The Rise of Mobile Gaming Apps 

With lockdowns becoming part and parcel of daily life, technology has become absolutely essential to our everyday survival. Stats have shown that we’re now spending an average of 6.5 hours per day playing online video games or watching Netflix or some other streaming app.

Even without our daily commutes to work (where smartphones are a constant companion), mobile gaming had a stellar year. Video game revenues are up by 25% in 2020, and on iOS, users downloaded a staggering 2.6 billion games in Q3 2020.
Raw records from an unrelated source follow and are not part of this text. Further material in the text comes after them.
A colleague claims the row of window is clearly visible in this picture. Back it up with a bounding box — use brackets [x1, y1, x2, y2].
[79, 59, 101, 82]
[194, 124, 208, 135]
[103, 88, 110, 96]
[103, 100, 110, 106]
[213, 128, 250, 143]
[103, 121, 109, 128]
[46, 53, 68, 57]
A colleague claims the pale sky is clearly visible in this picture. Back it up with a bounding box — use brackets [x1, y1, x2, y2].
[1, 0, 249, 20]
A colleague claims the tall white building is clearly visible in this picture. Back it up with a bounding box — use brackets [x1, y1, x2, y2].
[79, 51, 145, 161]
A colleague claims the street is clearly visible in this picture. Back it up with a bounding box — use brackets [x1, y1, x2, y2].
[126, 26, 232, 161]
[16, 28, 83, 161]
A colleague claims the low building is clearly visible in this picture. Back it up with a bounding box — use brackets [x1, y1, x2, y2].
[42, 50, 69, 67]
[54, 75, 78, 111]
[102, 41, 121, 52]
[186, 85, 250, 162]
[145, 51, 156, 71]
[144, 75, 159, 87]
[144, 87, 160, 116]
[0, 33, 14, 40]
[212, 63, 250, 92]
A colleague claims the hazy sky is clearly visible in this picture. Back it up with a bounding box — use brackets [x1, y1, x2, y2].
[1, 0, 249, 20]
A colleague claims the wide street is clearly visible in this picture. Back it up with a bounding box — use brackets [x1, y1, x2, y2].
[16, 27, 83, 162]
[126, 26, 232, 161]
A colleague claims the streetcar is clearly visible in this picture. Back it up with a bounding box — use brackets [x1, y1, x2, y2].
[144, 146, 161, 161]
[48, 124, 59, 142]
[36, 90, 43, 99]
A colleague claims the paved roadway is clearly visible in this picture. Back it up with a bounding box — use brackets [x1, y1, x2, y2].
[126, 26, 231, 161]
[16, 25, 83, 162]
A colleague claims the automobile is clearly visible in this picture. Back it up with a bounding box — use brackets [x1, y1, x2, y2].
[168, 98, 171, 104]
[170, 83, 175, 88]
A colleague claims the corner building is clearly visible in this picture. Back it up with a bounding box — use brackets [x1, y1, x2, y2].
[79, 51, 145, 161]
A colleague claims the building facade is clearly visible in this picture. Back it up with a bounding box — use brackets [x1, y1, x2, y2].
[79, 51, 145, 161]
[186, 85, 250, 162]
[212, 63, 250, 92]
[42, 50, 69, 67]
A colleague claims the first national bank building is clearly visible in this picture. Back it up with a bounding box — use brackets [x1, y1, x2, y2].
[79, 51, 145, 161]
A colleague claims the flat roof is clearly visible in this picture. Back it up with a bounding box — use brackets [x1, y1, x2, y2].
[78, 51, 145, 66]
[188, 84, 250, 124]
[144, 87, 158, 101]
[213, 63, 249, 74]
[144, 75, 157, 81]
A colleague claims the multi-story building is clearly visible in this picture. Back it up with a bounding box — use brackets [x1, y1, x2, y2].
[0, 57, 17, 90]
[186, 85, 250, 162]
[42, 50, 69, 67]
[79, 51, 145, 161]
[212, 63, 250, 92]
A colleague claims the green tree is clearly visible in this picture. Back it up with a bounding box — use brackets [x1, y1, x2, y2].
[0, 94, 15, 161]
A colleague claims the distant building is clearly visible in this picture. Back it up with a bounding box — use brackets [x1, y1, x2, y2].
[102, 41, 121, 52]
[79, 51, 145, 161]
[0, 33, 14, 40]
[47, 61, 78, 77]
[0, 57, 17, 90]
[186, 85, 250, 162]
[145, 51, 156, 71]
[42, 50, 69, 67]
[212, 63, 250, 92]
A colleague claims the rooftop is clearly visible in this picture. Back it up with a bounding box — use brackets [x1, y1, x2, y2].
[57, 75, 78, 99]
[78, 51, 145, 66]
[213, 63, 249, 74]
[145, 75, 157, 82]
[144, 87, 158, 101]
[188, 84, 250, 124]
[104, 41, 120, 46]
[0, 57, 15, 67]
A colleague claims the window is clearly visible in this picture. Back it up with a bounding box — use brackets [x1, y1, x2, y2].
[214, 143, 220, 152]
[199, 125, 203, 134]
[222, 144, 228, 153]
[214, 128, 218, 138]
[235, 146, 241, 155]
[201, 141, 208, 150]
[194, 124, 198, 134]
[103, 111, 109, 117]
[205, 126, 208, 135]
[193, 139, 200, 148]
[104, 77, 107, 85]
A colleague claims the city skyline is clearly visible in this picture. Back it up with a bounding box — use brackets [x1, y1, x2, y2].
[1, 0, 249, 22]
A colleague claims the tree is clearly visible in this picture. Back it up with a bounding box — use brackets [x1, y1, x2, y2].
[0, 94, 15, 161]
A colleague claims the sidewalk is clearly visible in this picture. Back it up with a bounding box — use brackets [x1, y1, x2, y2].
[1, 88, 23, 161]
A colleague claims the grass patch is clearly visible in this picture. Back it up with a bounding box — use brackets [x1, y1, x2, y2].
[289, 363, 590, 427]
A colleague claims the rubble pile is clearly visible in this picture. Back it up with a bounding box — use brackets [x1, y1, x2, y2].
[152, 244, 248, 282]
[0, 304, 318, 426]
Pokémon GO’s success, therefore, is a home run you should have seen coming. And it’s not the only one. Here are just a few that are hitting it out of the park in 2020 (excuse the multiple baseball references!):

Honor of Kings. Sitting pretty at the top of the charts is Tencent’s Honor of Kings. Raking in a staggering $2.54 billion in 2020 alone. Look for the game’s popularity to continue into 2021.

League of Legends. Still, a fan favorite, League of Legends closed off the year with an extra $1.75 billion of revenue. The game is the blueprint for the successful free-to-play genre; optional buys during gameplay drive the huge profits of this title.  

Mobile gambling apps. Mobile gambling apps have come a long way in recent years, offering solid gameplay and decent graphics. Downloads have been soaring during the lockdown, with smartphone betting being particularly popular. A good example is a European market where mobile gambling is expected to account for 50.8% of total online casino revenue by 2022. What is surprising, considering their strict laws, is that gambling apps are surging in the Middle East as well. We can now see many mobile casinos offering a huge selection of games in the region, and being VPN compatible may be one of the factors that contribute the most.

Anything that’s free-to-play. This is the future of gaming, there’s no doubt about it. Free-to-play now beats games you have to pay for in terms of gross revenue, accounting for 78% of the market’s total. And we predict this number is only going to increase in the future. It’s the only way companies can ensure the long-term viability of a title. Yes, it’s more expensive in the long-run, but it does mean developers can consistently churn out upgrades to increase replayability.